While the Adam Smith Institute's policy core exists to encourage the development of free markets, and its International Division advises governments directly, the Conference Division represents the public face of the Institute's work, bringing together senior government figures and business leaders at international meetings to discuss the many complex and important issues that arise in the course of global progress towards a market economy.
Believing that open discussion will lead to open markets, the Conference Division does not set out to preach or proselytize, but approaches the problems of economic development in an objective way, structuring events to permit the widest possible interchange of ideas. Many of the issues that concern businesspeople arise at the interface between government regulation and commerce.
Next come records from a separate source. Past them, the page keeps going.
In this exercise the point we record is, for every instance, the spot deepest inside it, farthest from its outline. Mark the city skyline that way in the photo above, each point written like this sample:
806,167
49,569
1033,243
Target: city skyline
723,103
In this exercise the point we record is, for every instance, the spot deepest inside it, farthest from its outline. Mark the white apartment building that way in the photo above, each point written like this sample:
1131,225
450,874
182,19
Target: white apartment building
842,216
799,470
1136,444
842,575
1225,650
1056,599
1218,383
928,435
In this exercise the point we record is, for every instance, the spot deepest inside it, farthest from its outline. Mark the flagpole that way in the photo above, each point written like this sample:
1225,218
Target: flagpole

Taxes, tariffs, employment legislation, licences, reporting requirements, prudential and fiduciary laws, contract law and insolvency law are just some of the most troublesome areas. It is a particular feature of Adam Smith Institute conferences that government ministers, officials and international regulators responsible for legislation choose to attend in order to explain and discuss their programmes with senior executives and company advisers.
Since the Confernce Division began operations, the main focus has been on market developments in Eastern Europe and the republics of the Former Soviet Union; today, our attention is increasingly being devoted to the problems of world trade and international capital markets. More than 20 highly-successful major international events take place each year, their importance and relevance being illustrated by the high calibre of the speakers who have attended recent events.